Failure to Maintain Effective Infection Prevention and Control Program
Penalty
Summary
The facility failed to maintain an effective infection prevention and control program, as evidenced by multiple observed lapses in catheter care and adherence to enhanced barrier precautions. For one resident with a history of bacterial and urinary tract infections, the urinary catheter drainage bag was repeatedly observed lying on the floor and not placed in a dignity bag, contrary to facility policy and physician orders. Staff interviews confirmed awareness of the correct procedures, yet the catheter bag was left unsecured and in direct contact with the floor on more than one occasion.

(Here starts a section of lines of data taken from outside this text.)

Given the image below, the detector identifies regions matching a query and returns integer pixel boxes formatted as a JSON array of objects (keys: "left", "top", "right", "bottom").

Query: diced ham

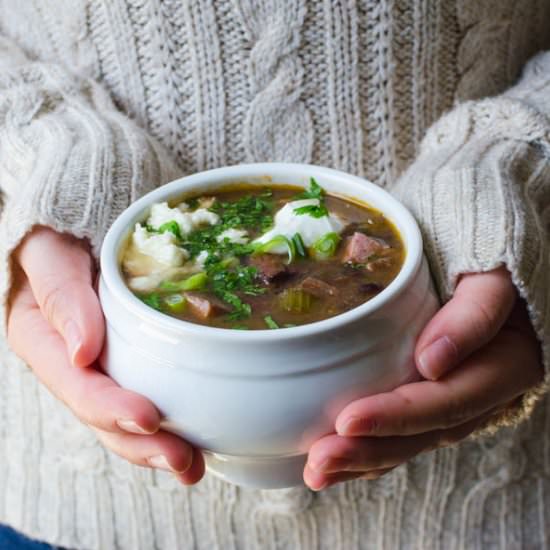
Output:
[
  {"left": 365, "top": 258, "right": 393, "bottom": 273},
  {"left": 300, "top": 277, "right": 338, "bottom": 298},
  {"left": 250, "top": 254, "right": 289, "bottom": 284},
  {"left": 184, "top": 292, "right": 231, "bottom": 319},
  {"left": 342, "top": 231, "right": 390, "bottom": 264}
]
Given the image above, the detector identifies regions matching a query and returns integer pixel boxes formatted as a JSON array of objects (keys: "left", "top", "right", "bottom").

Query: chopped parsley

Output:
[
  {"left": 264, "top": 315, "right": 281, "bottom": 329},
  {"left": 294, "top": 203, "right": 328, "bottom": 218},
  {"left": 293, "top": 178, "right": 325, "bottom": 201},
  {"left": 294, "top": 178, "right": 328, "bottom": 218}
]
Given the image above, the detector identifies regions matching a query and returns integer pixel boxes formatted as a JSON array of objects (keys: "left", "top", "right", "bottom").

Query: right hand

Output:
[{"left": 8, "top": 227, "right": 204, "bottom": 484}]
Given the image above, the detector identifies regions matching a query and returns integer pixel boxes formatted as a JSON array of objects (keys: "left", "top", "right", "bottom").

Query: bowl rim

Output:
[{"left": 100, "top": 162, "right": 423, "bottom": 343}]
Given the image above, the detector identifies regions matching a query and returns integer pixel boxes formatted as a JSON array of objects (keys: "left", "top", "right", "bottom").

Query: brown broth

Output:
[{"left": 123, "top": 185, "right": 405, "bottom": 329}]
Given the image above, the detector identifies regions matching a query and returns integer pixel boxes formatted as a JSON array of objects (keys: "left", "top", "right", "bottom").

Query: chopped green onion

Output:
[
  {"left": 292, "top": 233, "right": 307, "bottom": 258},
  {"left": 294, "top": 203, "right": 328, "bottom": 218},
  {"left": 164, "top": 294, "right": 187, "bottom": 313},
  {"left": 140, "top": 292, "right": 162, "bottom": 311},
  {"left": 157, "top": 220, "right": 182, "bottom": 241},
  {"left": 310, "top": 233, "right": 340, "bottom": 260},
  {"left": 279, "top": 288, "right": 312, "bottom": 313},
  {"left": 264, "top": 315, "right": 281, "bottom": 329},
  {"left": 254, "top": 235, "right": 296, "bottom": 264},
  {"left": 163, "top": 271, "right": 208, "bottom": 292},
  {"left": 219, "top": 256, "right": 241, "bottom": 269}
]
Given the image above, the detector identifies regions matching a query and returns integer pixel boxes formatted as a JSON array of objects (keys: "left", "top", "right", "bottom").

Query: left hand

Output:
[{"left": 304, "top": 268, "right": 543, "bottom": 491}]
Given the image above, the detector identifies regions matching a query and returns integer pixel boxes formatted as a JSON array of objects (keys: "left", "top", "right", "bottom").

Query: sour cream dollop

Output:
[{"left": 254, "top": 199, "right": 345, "bottom": 254}]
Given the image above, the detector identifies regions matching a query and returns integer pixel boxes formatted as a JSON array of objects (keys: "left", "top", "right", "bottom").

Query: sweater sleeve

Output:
[
  {"left": 393, "top": 52, "right": 550, "bottom": 431},
  {"left": 0, "top": 36, "right": 183, "bottom": 336}
]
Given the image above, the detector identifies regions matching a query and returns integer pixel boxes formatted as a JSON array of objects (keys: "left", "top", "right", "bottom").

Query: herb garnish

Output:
[
  {"left": 294, "top": 178, "right": 328, "bottom": 218},
  {"left": 264, "top": 315, "right": 281, "bottom": 329},
  {"left": 293, "top": 178, "right": 325, "bottom": 201},
  {"left": 294, "top": 204, "right": 328, "bottom": 218}
]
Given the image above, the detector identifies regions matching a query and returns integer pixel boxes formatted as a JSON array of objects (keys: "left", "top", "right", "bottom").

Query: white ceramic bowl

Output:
[{"left": 99, "top": 163, "right": 438, "bottom": 489}]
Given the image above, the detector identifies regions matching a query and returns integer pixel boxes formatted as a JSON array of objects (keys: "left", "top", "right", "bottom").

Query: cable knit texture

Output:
[{"left": 0, "top": 0, "right": 550, "bottom": 550}]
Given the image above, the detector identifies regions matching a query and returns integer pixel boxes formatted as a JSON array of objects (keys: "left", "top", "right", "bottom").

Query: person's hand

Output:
[
  {"left": 8, "top": 227, "right": 204, "bottom": 484},
  {"left": 304, "top": 268, "right": 543, "bottom": 490}
]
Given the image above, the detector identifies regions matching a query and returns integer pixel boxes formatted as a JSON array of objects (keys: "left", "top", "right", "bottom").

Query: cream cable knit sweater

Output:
[{"left": 0, "top": 0, "right": 550, "bottom": 550}]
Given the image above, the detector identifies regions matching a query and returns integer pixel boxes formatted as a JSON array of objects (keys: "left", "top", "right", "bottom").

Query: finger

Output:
[
  {"left": 8, "top": 282, "right": 160, "bottom": 434},
  {"left": 415, "top": 268, "right": 516, "bottom": 380},
  {"left": 94, "top": 430, "right": 196, "bottom": 473},
  {"left": 16, "top": 228, "right": 105, "bottom": 366},
  {"left": 176, "top": 449, "right": 205, "bottom": 485},
  {"left": 336, "top": 329, "right": 542, "bottom": 436},
  {"left": 303, "top": 464, "right": 365, "bottom": 491},
  {"left": 314, "top": 411, "right": 493, "bottom": 474}
]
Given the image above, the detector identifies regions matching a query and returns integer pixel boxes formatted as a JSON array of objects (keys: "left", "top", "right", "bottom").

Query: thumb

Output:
[
  {"left": 415, "top": 267, "right": 516, "bottom": 380},
  {"left": 16, "top": 227, "right": 105, "bottom": 366}
]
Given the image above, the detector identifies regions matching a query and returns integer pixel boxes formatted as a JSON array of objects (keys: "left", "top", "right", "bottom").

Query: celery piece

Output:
[
  {"left": 279, "top": 288, "right": 312, "bottom": 313},
  {"left": 310, "top": 233, "right": 340, "bottom": 260},
  {"left": 163, "top": 294, "right": 187, "bottom": 313},
  {"left": 163, "top": 271, "right": 208, "bottom": 292}
]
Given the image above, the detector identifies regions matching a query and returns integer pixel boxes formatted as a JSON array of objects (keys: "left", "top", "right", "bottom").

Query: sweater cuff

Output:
[
  {"left": 0, "top": 63, "right": 178, "bottom": 334},
  {"left": 393, "top": 96, "right": 550, "bottom": 432}
]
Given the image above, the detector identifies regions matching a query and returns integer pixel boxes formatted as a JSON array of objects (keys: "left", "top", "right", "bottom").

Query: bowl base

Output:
[{"left": 203, "top": 451, "right": 307, "bottom": 489}]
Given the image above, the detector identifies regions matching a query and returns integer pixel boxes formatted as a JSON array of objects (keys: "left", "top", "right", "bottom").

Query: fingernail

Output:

Another resident with multiple diagnoses, including muscle wasting and pressure ulcers, was also observed with a urinary catheter bag, tubing, and valve stem lying on the floor, despite staff acknowledging that this was not in compliance with infection control protocols. Additionally, during wound care for a resident under enhanced barrier precautions, staff failed to wear required personal protective equipment (PPE), specifically gowns, during high-contact care activities. While hand hygiene and glove use were observed, no gowns were worn by the LPN or CNAs assisting with the procedure, and staff expressed uncertainty about the requirements for gown use under enhanced barrier precautions. The PPE drawer near the resident's room was found to be empty at the time of observation, and staff interviews revealed confusion regarding the necessity of gown use during wound care, despite facility leadership providing clarification during the survey.